M. Lai, 71 ans, fait partie des dix personnes arrêtées par la police lundi dans le cadre d'un vaste coup de filet contre la mouvance prodémocratie. Ces interpellations ont suscité l'indignation de la communauté internationale qui y voit la fin des libertés Hong Kong, une ville qui est depuis des décennies le siège régional de nombreux médias internationaux. Le richissime septuagénaire a été interpellé pour des soupçons de collusion avec des forces étrangères, une des infractions visées par la nouvelle législation sécuritaire entrée en vigueur fin juin, et de fraudes.

«De plus en plus difficile de gérer un groupe de presse à Hong Kong»

Dès sa libération, le magnat des médias a appelé ses journalistes à se battre. «Battons-nous, battons-nous», a lancé Jimmy Lai aux journalistes de l'Apple Daily, selon une vidéo diffusée en direct sur Facebook, avant d'ajouter: «nous avons le soutien des habitants de Hong Kong, nous ne pouvons pas les laisser tomber». Le groupe de presse du magnat, Next Digital possède deux titres critiques du régime chinois, le quotidien Apple Daily et le magazine Next. Mercredi, c'est sous l'acclamation du personnel qu'il a fait le tour de la salle de rédaction de l'Apple Daily.

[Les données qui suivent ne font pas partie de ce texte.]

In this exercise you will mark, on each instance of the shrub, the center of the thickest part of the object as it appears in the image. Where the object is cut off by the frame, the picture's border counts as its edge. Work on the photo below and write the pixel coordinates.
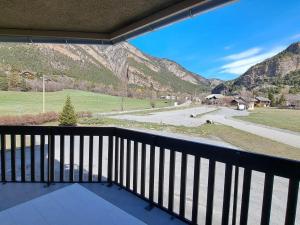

Jimmy Lai a reconnu qu'il devenait «de plus en plus difficile» de gérer un groupe de presse à Hong Kong. «Mais nous devons poursuivre notre travail. Heureusement, je n'ai pas été renvoyé sur le continent», a-t-il lancé en faisant preuve de l'humour noir qui le caractérise. La nouvelle loi met en effet fin à l'indépendance judiciaire de Hong Kong, jusqu'ici vigueur dans le territoire semi-autonome.